Lisowicia

An illustration of an extinct synapsid, a reptile-like relative of mammals. It has a build like an elephant, with a large chunky body and fully upright limbs. Its short deep snout ends in a turtle-like beak.

Dicynodonts were a group of herbivorous animals with toothless beaks and protruding tusks, part of the synapsid lineage and much closer related to mammals than to reptiles. They were some of the most successful and widespread land vertebrates from the Late Permian to the Middle Triassic, with one genus even briefly taking over the world in the aftermath of the End-Permian mass extinction event.

And it turns out some of them got very big.

Fossils of a surprisingly large dicynodont were first reported in 2008, but it wasn’t until just recently (in late 2018) that this giant creature was finally given an official name – Lisowicia bojani.

Close in size to a modern elephant, at around 2.6m tall (8′6″) and 4.5m long (14′9″), it was by far the largest known example of its kind to have ever lived. And while most other dicynodonts had upright hindlimbs and sprawling forelimbs, Lisowicia seems to have developed a fully upright posture much more similar to that of quadrupedal dinosaurs and modern mammals.

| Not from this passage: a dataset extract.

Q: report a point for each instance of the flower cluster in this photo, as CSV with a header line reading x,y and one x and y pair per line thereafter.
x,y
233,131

It was also one of the very last of its kind, living during the Late Triassic of Poland, about 208 million years ago (although there was a possible later survivor in Australia). This was around the same time that early sauropod dinosaurs were likewise first starting to experiment with gigantism, suggesting that both groups were convergently evolving to exploit newly-available ecological niches.